DETAILED ACTION
Notice of Pre-AIA or AIA Status
The present application, filed on or after March 16, 2013, is being examined under the first inventor to file provisions of the AIA .
Claim status
The examiner acknowledged the amendment made to the claims on 08/19/2025.
Claims 1, 3, 8-9, 11-15 and 17-27 are pending in the application. Claims 1 and 23 currently amended. Claims 2, 4, 6, 7,10, 16 and 28 are previously cancelled. Claim 5 is currently cancelled. Claims 14-15 and 18-20 are withdrawn in response to the restriction/election requirement. Rest of claims are previous presented. Claims 1, 3, 8-9, 11-13, 17 and 21-27 are hereby examined on the merits.
Examiner Note
Any objections and/or rejections that are made in the previous actions and are not repeated below, are hereby withdrawn.
Claim Rejections - 35 USC § 103
The following is a quotation of 35 U.S.C. 103 which forms the basis for all obviousness rejections set forth in this Office action:
A patent for a claimed invention may not be obtained, notwithstanding that the claimed invention is not identically disclosed as set forth in section 102, if the differences between the claimed invention and the prior art are such that the claimed invention as a whole would have been obvious before the effective filing date of the claimed invention to a person having ordinary skill in the art to which the claimed invention pertains. Patentability shall not be negated by the manner in which the invention was made.
Claims 1, 3, 8, 9 and 21-27 are rejected under 35 U.S.C. 103 as being unpatentable over Wei CN 102870877 A (English translation relied upon for reference, hereinafter referred to as Wei) in view of Parr US Patent No. 4,464,469 (hereinafter referred to as Parr), Richter-Friis WO 2005/058474 A1 (cited in the IDS filed 12/24/2024, hereinafter referred to as Richter-Friis), Sugio US Patent Application Publication No. 2006/0154842 A1 (hereinafter referred to as Sugio) and Akolkar, “Lactase production from Lactobacillus acidophilus”, World Journal of Microbiology & Biotechnology, 2005, 21, pages 1119-1122 (hereinafter referred to as Akolkar).
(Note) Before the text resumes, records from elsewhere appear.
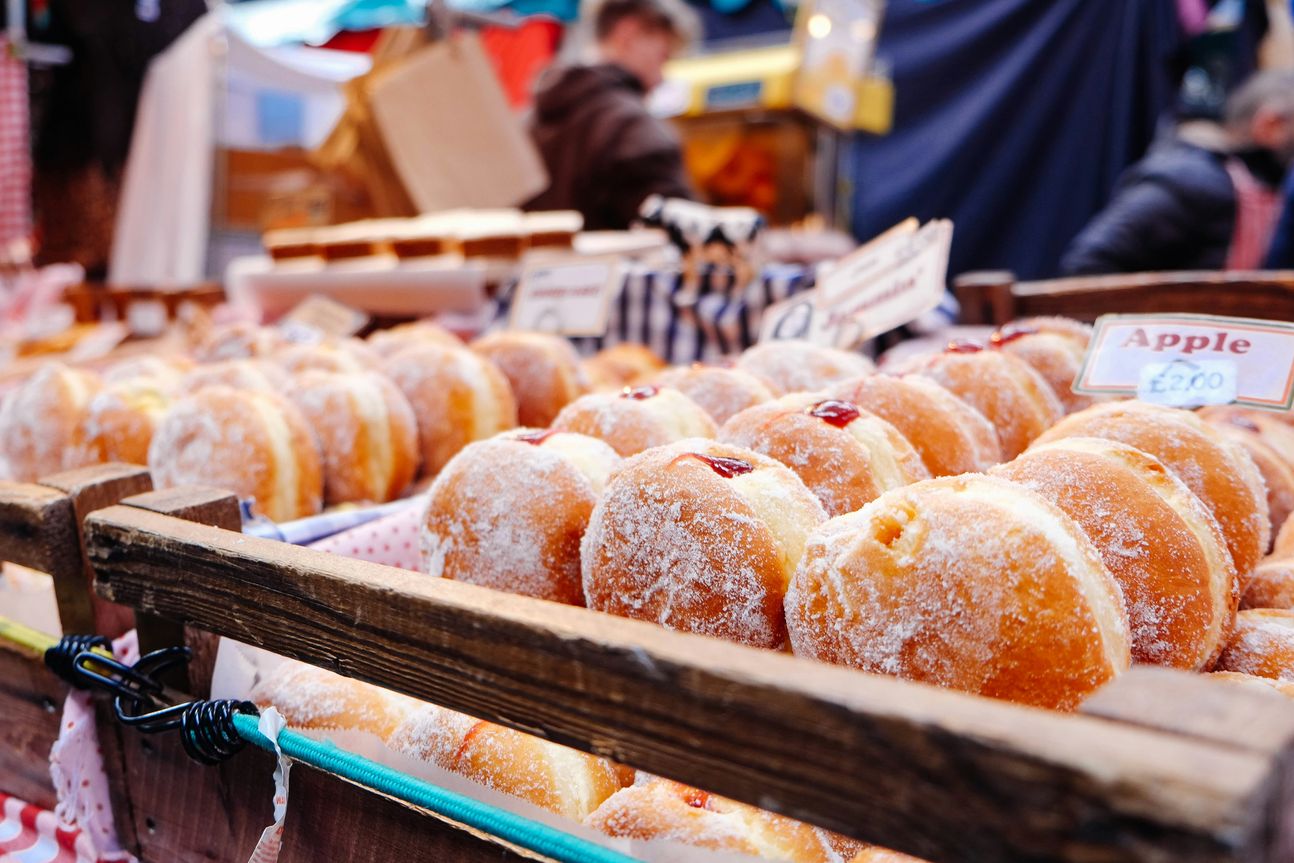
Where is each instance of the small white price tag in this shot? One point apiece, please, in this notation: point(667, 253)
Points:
point(1188, 383)
point(1259, 352)
point(570, 296)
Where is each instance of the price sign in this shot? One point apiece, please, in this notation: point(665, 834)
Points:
point(568, 296)
point(1188, 360)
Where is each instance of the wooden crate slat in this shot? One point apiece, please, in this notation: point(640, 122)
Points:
point(933, 773)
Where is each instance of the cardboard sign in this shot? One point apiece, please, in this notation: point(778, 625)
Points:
point(1193, 357)
point(568, 296)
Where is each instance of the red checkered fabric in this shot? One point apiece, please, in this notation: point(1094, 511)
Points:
point(14, 149)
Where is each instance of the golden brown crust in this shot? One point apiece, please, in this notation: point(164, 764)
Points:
point(636, 419)
point(1262, 644)
point(1215, 469)
point(457, 397)
point(1156, 537)
point(968, 582)
point(1004, 388)
point(544, 371)
point(951, 436)
point(674, 542)
point(845, 466)
point(366, 434)
point(255, 444)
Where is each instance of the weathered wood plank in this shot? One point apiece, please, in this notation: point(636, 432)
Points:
point(933, 773)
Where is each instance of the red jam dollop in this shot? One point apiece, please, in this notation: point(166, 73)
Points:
point(835, 413)
point(638, 393)
point(725, 467)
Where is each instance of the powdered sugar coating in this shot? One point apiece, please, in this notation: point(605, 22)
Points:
point(42, 422)
point(1215, 469)
point(673, 542)
point(968, 582)
point(1004, 388)
point(510, 515)
point(799, 366)
point(720, 392)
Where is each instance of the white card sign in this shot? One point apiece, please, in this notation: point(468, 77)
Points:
point(1187, 360)
point(570, 296)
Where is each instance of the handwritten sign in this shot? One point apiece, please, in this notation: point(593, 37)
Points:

Regarding claims 1, 3, 8, 9, 22 and 24-27, Wei teaches that lactase enzyme is used to hydrolyze lactose in the process of making a fermented dairy product such as yogurt with a starter culture that includes Lactobacillus, Bifidobacterium and Streptococcus, in which the lactase enzyme is added either concurrently with the starter culture or is added before the starter culture is added (Abstract; 0011;0053).
Wei is silent regarding the lactase enzyme is in the form of frozen pellet having an average diameter of between 0.01-15 mm, such as 0.25-3 mm, 0.01-10 mm 0.1-10 mm and 0.1-5 mm as recited in claims 24-27, wherein the water content of the frozen pellet is at least 20 wt%, and wherein frozen pellet comprising sodium chloride or glycerol as a preservative at a concentration of 1-10 wt%.
Parr teaches that lactase in the form of solution is relative unstable, and for a long storage, the solution should be kept at low temperature in the presence of a polyol such as glycerol, wherein glycerol serves as both a stabilizing agent and antimicrobial agent (column 1, line 27-41).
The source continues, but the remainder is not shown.